Last week, Economics Minister and Vice-Chancellor Robert Habeck (Greens) called for Germany to prepare for a “land war” in Europe. A few weeks ago, Defence Minister Boris Pistorius (SPD) called for a return to compulsory military service based on the Scandinavian model in order to make Germany “fit for war.” If the Scandinavian model were extrapolated to the German population, millions would be forced to go to war.

In January, Pistorius declared that he expected a war against Russia in “a period of five to eight years.” Who would fight in this war?—the generation attending school today.

After helping to systematically expend Ukrainian youth on the front line, and supporting the slaughter in Gaza, the government coalition—comprising the SPD, FDP and Greens—is now turning its attention to youth in Germany. They are to serve as cannon fodder in the race to re-divide the world, to fight and die—from Ukraine to the Hindu Kush and Southeast Asia to the “land war” in Europe. The foundations for this madness are to be laid through militaristic education at school.

The murky traditions of this militaristic initiative are well known, not least to pupils themselves in Germany. In history lessons, they still learn how militarism and the fight against opponents of war contaminated the entire society of the German Reich (Empire). The education of blind obedience to the Kaiser and the military pervades the accounts of pupils at the time. Today’s schoolchildren also learn how even the youngest members of the Hitler Youth and the League of German Girls were deprived of their youth for Hitler’s plans of conquest and annihilation.

The return of German militarism is not limited to schools.
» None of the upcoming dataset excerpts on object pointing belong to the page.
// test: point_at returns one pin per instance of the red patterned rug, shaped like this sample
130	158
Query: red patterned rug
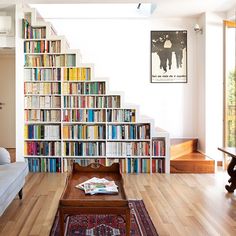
107	225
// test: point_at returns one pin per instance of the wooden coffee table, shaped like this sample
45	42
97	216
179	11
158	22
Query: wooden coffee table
74	201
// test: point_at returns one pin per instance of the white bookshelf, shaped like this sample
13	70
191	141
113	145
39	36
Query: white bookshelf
82	113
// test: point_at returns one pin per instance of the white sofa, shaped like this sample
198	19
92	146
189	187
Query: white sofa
12	179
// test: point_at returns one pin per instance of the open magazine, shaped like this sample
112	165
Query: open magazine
96	185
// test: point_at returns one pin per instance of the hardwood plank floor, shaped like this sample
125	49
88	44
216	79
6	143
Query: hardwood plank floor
179	204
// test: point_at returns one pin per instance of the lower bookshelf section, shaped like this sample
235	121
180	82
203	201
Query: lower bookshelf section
52	165
127	165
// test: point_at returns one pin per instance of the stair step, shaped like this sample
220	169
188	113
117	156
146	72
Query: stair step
181	146
192	163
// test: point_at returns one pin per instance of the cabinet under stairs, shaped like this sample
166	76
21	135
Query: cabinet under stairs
186	159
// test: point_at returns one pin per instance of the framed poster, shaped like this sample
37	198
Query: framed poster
169	56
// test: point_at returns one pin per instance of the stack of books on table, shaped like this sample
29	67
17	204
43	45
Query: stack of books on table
97	186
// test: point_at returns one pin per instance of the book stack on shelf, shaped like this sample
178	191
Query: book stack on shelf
70	117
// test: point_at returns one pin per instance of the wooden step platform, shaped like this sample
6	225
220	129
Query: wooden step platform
192	163
186	159
180	147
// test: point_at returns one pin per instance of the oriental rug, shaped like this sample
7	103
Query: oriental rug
107	225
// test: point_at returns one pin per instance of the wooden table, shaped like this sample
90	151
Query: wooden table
74	201
231	151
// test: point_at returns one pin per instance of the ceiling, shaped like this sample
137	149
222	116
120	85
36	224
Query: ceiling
165	8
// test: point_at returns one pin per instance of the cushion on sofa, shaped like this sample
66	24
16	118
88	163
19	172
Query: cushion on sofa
12	179
5	157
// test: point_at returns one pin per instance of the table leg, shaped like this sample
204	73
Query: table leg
61	218
128	222
232	172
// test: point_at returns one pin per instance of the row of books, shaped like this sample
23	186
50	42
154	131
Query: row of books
30	32
44	164
42	74
84	148
92	101
158	147
40	148
43	115
42	132
129	165
86	162
42	46
84	115
42	88
121	115
128	149
84	88
131	131
42	101
84	131
77	74
53	60
78	115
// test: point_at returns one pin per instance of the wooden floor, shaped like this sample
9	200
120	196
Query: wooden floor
179	204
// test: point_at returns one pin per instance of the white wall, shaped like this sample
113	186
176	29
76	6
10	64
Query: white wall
19	85
214	84
120	50
7	96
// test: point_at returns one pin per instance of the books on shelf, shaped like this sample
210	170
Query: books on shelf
42	88
49	60
42	74
124	149
72	148
69	117
30	32
84	131
42	132
83	101
158	147
130	131
98	186
42	148
42	115
77	74
84	115
32	101
42	46
44	164
84	88
120	115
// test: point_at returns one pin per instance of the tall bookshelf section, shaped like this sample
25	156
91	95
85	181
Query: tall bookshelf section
70	117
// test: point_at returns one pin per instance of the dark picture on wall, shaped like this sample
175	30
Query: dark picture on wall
169	56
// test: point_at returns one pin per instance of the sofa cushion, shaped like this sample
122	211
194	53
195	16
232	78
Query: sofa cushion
12	179
5	157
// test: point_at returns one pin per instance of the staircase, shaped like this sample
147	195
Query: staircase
70	115
186	159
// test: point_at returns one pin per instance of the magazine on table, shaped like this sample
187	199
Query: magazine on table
98	185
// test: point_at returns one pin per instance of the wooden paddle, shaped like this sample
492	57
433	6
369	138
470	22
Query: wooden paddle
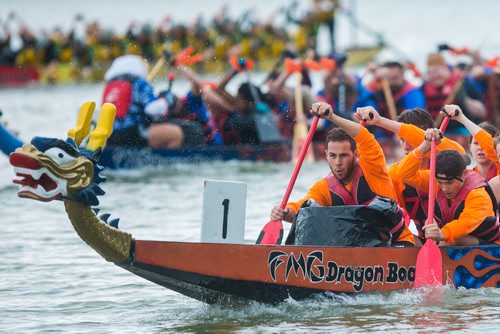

Back in 2013, in its strategy paper “New Power, New Responsibility,” the government-affiliated German Institute for International and Security Affairs announced: “German foreign policy will continue to utilise the entire range of foreign policy instruments, from diplomacy to development and cultural policy to the use of military force.” The aim was to establish “a ‘landscape of thought’ that not only enables and cultivates political creativity, but is also capable of developing political options quickly and in an operationalizable form.”

Shortly afterwards, Humboldt Professor Jörg Baberowski declared that Hitler was “not vicious.” His colleague Herfried Münkler described the idea that Germany bore the main responsibility for the outbreak of the First World War as a “legend.” Last month, Stark-Watzinger already called for the ban on military research at universities (the so-called “civilian clause”) to be removed. In this way, universities are to be put back at the service of foreign and war policy.